Ion track technology has been used by Chinese researchers to create mechanical metamaterials with extremely high energy absorption capacities. As an Editor’s Highlight, the findings were published in Nature Communications.
The study was carried out by Chongqing University researchers working with those from the Materials Research Center of the Institute of Modern Physics (IMP) of the Chinese Academy of Sciences (CAS).
Mechanical metamaterials are a subset of composite materials having artificially fabricated structures that possess exceptional mechanical capabilities not seen in more conventional materials.
Among them, mechanical metamaterials that absorb mechanical energy more effectively must possess both high strength and high strain capacity, two properties that, in most cases, do not coexist.
A new class of mechanical metamaterials known as nanolattices has distinctive sizes on the nanoscale. The mechanical properties of this class of porous materials differ significantly from those of bulk materials as a result of size effects, geometrical configuration, and material choice.
Nanolattice is anticipated to deliver innovative applications in the realm of high-performance functional materials in the future due to its even better mechanical qualities with reduced weight.
Beam-structured nanolattice is the research focus of nanolattice metamaterials. Although its mechanical properties are yet unknown, it has been difficult to produce metallic beam nanolattices with beam diameters less than 100 nm.

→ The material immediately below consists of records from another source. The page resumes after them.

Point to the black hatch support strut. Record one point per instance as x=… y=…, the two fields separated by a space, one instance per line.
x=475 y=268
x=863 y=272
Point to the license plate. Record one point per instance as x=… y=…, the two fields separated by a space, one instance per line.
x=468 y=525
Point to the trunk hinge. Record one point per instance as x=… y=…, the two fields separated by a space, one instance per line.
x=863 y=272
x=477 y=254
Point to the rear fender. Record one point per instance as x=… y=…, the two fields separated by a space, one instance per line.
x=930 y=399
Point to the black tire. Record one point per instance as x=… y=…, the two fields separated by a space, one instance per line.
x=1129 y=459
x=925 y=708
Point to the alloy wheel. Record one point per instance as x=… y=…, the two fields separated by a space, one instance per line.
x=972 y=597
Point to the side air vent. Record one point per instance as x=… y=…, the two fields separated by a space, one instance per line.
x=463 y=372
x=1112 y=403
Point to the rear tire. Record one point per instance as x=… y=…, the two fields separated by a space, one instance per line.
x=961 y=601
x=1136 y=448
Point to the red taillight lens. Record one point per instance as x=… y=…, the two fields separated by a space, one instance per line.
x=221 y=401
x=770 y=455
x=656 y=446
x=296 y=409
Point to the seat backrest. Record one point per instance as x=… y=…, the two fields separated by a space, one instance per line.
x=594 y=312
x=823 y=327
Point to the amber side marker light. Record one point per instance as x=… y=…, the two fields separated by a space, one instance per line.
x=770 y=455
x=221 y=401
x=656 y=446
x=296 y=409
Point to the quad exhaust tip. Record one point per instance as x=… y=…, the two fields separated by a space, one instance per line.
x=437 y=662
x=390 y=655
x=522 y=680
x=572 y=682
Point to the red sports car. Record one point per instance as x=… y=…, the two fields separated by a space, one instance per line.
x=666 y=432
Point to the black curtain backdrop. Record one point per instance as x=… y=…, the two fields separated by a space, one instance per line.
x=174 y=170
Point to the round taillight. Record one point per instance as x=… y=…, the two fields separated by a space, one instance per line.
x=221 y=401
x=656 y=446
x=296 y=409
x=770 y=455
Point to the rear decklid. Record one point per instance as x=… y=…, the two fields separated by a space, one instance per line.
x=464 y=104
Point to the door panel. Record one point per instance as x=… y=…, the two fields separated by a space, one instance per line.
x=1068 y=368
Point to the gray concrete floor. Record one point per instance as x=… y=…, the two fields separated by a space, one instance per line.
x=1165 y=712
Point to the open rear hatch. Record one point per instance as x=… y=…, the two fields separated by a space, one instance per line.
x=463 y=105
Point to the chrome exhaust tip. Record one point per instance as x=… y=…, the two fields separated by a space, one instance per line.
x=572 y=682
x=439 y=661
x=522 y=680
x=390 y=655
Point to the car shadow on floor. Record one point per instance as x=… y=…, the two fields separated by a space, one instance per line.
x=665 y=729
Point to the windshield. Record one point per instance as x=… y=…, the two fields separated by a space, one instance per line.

In this work, based on the Heavy Ion Research Facility at Lanzhou (HIRFL), the researchers fabricated a new type of quasi-body centered cubic (quasi-BCC) beam nanolattice mechanical metamaterial with ion track technology. A record-low beam diameter for mechanical metamaterials, the quasi-BCC nanolattice’s beam diameter can be as small as 34 nm.
Additionally, the scientists showed that gold and copper quasi-BCC beam nanolattices exhibit exceptional compressive strength and energy absorption capabilities. The results of the research demonstrated that the copper quasi-BCC beam nanolattice had a higher energy absorption capacity than the beam nanolattice that had previously been described.
At less than half the density of the latter, the yield strength of the gold and copper quasi-BCC beam nanolattices is greater than that of the comparable bulk materials.
Furthermore, the researchers found that the synergistic impacts of size effects, quasi-BCC shape, and high metal ductility are what primarily account for the exceptional mechanical capabilities.
This investigation clarifies the mechanical characteristics of the beam nanolattices and employs ion track technology as a novel approach to investigate beam nanolattices with extremely high energy absorption capacities.